Millennials in particular have taken to indoor plants, something Bermudez-Perez noticed in her work as well. “It’s so fun to work with them because they’re like ‘I want plants everywhere!’” the 45-year old said. “They’re all about adding as many plants as possible.”
This new generation of plant lovers provides a beacon of hope, especially during trying times like these. After offices abruptly shuttered to comply with stay-at-home orders, the logistics of caring for the plants inside became increasingly difficult for Growing Roots.
“I’ve had some clients who completely freaked out, closed their offices and wouldn’t let anyone in,” she recounted. Meanwhile, others considered her company’s service so essential, her technicians were basically the only ones allowed inside, she said. Some clients had to end their contract because they could no longer afford the plantscaping service.
“Logistically it’s been a lot harder, financially, it’s been tough,” Bermudez-Perez said.
As if the financial losses weren’t enough, she suffered from a coronavirus infection herself.
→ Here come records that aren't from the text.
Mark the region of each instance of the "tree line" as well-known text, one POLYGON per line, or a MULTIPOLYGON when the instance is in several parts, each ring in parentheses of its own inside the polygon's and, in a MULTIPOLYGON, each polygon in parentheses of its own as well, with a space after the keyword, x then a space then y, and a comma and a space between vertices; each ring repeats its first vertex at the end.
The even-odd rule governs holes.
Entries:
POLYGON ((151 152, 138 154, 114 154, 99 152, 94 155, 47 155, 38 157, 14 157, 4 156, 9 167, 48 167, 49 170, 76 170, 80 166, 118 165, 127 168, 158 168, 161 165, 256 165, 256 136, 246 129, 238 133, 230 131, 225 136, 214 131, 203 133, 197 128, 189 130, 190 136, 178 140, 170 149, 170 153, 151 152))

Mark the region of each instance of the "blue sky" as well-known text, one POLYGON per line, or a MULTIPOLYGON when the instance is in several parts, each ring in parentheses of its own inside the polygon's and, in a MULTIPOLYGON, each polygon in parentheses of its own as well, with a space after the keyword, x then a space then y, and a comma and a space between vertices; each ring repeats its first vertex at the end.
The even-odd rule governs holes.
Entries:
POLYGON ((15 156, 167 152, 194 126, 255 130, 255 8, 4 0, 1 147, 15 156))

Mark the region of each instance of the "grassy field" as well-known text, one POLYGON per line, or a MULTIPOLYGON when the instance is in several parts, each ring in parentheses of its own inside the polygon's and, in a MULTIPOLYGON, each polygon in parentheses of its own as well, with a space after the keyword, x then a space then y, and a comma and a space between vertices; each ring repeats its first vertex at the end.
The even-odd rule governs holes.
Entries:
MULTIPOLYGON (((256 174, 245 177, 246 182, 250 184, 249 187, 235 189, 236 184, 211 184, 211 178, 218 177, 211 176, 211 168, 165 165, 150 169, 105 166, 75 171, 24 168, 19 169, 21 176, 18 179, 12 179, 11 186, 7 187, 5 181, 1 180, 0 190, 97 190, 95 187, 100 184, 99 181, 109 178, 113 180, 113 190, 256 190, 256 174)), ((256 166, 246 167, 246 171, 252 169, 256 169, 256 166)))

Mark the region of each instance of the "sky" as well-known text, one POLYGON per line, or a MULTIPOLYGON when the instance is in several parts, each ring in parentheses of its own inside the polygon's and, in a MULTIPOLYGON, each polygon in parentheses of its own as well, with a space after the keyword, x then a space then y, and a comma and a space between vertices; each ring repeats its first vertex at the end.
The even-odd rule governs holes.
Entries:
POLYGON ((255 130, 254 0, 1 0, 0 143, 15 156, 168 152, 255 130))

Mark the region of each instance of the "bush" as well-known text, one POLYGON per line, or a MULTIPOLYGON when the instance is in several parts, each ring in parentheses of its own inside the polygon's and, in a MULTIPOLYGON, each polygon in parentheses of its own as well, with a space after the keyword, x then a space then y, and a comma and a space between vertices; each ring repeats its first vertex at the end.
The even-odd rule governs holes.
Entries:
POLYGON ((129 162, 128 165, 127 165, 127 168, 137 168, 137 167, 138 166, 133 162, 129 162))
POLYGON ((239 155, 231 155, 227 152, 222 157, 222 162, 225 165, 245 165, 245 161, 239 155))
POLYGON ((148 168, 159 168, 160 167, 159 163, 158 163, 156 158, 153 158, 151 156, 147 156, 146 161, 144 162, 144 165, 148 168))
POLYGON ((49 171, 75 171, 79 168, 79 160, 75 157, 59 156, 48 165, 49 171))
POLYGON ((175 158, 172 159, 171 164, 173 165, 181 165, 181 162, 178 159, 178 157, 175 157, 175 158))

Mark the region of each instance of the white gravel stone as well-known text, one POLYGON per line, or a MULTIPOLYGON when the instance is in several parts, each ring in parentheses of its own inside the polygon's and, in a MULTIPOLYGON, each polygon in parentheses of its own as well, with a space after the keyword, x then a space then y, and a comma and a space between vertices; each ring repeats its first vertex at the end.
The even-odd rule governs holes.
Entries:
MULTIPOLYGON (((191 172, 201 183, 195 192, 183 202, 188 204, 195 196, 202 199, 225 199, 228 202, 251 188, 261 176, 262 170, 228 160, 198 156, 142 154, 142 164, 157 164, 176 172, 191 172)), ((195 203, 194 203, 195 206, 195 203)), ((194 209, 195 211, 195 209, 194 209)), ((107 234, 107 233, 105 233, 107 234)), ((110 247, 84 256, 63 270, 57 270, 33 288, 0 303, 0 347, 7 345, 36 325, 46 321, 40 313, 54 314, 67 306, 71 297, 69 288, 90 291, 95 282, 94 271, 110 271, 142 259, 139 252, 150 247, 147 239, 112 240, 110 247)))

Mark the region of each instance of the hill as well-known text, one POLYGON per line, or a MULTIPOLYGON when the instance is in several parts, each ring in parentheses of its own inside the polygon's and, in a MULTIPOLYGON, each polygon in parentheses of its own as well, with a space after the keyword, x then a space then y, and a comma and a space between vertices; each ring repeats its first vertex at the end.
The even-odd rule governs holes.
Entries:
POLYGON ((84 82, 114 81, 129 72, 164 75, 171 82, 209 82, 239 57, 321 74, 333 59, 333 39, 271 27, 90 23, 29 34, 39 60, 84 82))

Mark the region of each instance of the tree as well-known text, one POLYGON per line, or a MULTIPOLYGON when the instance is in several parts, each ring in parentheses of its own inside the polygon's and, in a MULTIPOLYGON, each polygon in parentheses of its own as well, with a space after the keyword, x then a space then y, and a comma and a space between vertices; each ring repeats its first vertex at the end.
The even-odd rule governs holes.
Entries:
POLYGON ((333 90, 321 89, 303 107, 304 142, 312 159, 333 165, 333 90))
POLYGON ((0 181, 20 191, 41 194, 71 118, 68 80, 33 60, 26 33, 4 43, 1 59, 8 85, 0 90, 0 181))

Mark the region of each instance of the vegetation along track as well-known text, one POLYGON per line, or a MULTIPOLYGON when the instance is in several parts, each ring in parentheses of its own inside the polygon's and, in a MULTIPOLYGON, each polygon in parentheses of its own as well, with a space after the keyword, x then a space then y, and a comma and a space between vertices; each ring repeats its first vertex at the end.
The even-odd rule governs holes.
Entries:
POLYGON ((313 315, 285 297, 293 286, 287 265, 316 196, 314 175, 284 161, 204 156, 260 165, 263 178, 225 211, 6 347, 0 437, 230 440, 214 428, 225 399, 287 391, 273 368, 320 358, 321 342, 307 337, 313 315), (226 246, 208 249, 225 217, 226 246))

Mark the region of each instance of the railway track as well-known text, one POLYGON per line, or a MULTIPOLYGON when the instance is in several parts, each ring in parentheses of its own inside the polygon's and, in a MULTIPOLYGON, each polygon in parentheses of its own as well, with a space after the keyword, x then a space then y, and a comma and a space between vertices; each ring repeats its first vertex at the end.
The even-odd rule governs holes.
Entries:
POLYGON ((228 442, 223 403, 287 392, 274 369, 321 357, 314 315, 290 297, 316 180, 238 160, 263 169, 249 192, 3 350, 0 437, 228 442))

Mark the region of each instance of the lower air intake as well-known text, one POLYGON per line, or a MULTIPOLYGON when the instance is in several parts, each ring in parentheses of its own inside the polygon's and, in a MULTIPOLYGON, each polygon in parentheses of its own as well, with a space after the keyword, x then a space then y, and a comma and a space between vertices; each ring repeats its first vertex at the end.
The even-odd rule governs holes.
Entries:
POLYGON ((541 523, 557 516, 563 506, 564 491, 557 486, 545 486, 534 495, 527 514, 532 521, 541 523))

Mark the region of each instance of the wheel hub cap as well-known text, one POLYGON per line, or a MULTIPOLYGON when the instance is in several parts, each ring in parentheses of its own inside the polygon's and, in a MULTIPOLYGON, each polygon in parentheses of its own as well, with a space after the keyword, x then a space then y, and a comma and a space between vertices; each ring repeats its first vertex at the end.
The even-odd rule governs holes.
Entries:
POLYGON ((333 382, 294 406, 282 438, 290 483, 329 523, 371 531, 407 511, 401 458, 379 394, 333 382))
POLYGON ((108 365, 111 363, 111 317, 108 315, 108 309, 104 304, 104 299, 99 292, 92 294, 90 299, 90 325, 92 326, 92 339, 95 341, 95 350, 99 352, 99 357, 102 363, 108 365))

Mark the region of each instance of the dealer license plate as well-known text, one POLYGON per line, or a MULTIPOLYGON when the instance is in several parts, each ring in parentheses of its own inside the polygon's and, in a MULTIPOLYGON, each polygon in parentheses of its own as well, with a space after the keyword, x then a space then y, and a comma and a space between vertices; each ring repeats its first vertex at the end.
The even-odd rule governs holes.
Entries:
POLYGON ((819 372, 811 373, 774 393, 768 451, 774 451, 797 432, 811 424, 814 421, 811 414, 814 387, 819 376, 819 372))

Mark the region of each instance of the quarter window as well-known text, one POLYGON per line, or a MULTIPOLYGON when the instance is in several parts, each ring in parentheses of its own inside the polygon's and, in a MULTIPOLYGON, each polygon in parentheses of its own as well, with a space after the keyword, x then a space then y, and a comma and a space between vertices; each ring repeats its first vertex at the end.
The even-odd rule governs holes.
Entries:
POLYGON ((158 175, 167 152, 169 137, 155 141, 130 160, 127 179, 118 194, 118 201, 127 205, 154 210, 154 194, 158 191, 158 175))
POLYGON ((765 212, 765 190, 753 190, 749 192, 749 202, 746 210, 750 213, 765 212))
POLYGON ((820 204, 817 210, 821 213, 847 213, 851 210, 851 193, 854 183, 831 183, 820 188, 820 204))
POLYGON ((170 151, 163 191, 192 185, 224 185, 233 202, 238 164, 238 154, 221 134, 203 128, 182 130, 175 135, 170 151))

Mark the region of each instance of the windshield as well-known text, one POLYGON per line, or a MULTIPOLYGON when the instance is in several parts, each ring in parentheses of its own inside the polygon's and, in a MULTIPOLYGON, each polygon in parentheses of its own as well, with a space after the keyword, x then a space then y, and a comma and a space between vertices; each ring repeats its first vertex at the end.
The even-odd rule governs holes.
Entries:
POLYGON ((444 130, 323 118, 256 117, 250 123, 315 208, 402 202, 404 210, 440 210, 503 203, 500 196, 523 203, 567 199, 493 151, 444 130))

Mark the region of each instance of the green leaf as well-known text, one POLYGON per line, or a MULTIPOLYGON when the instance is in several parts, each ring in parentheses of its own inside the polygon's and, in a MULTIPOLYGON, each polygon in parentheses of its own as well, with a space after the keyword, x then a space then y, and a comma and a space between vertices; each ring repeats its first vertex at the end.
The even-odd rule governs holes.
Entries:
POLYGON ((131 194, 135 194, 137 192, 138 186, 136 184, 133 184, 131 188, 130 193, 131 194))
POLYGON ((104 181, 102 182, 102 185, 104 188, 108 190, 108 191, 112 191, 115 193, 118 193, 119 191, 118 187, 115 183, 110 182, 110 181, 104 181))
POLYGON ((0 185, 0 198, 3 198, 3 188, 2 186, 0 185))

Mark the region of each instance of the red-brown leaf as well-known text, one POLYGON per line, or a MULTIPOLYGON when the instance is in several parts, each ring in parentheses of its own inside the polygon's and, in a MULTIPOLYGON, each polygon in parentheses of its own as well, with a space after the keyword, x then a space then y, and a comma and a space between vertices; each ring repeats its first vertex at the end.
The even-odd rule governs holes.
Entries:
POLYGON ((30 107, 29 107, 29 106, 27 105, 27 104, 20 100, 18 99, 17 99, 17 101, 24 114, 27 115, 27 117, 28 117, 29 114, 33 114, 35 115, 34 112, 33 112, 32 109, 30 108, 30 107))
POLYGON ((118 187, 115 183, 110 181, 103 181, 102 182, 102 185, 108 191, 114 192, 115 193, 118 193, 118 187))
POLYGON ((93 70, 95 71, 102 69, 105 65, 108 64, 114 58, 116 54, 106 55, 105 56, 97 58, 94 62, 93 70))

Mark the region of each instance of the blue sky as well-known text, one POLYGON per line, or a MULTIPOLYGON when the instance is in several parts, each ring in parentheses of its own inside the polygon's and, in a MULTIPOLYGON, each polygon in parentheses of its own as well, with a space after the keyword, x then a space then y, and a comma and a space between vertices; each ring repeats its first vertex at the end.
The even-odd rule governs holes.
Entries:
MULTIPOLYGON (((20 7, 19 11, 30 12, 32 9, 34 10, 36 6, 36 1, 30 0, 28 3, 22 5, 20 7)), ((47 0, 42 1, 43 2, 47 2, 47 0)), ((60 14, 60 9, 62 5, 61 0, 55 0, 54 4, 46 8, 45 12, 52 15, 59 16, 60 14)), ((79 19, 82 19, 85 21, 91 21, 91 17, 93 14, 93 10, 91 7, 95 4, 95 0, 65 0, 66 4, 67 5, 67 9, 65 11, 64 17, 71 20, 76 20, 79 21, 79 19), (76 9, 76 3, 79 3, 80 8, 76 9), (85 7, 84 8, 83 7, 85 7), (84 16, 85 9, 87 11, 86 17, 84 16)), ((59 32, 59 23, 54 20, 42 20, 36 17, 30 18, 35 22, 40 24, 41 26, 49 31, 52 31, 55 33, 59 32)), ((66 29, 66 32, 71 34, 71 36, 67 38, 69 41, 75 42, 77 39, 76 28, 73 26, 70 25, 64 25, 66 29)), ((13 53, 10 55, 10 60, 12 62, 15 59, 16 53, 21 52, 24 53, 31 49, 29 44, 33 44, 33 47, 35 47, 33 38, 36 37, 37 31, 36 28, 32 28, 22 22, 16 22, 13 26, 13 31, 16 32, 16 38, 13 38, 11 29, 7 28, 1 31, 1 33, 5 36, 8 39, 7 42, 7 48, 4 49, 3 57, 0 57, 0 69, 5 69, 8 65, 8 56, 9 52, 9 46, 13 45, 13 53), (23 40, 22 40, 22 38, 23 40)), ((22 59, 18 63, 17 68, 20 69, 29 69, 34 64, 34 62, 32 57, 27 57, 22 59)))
Despite feeling the symptoms—head and body aches, extreme fatigue—for seven weeks, finding herself in the midst of an impending economic collapse, she carried on, applying for every business loan available.
“As a business owner, you do what you have to do,” Bermudez-Perez said.
As part of the Goldman Sachs 10,000 Small Businesses Program, Bermudez-Perez recently joined a virtual visit to Capitol Hill, asking senators to focus relief efforts on small businesses rather than large corporations. “I’m hoping we will be heard,” she said.
Health in the workplace has become a focal point in the current crisis and the plantscaper hopes this will make more people aware of the positive impact plants can have on an office environment.
As offices begin to reopen, Bermudez-Perez hopes more of them will feel inclined to add a little bit of greenery among the desks. “Plants aren’t just a pretty decor item, but they are in so many ways a lifeline for us,” she said.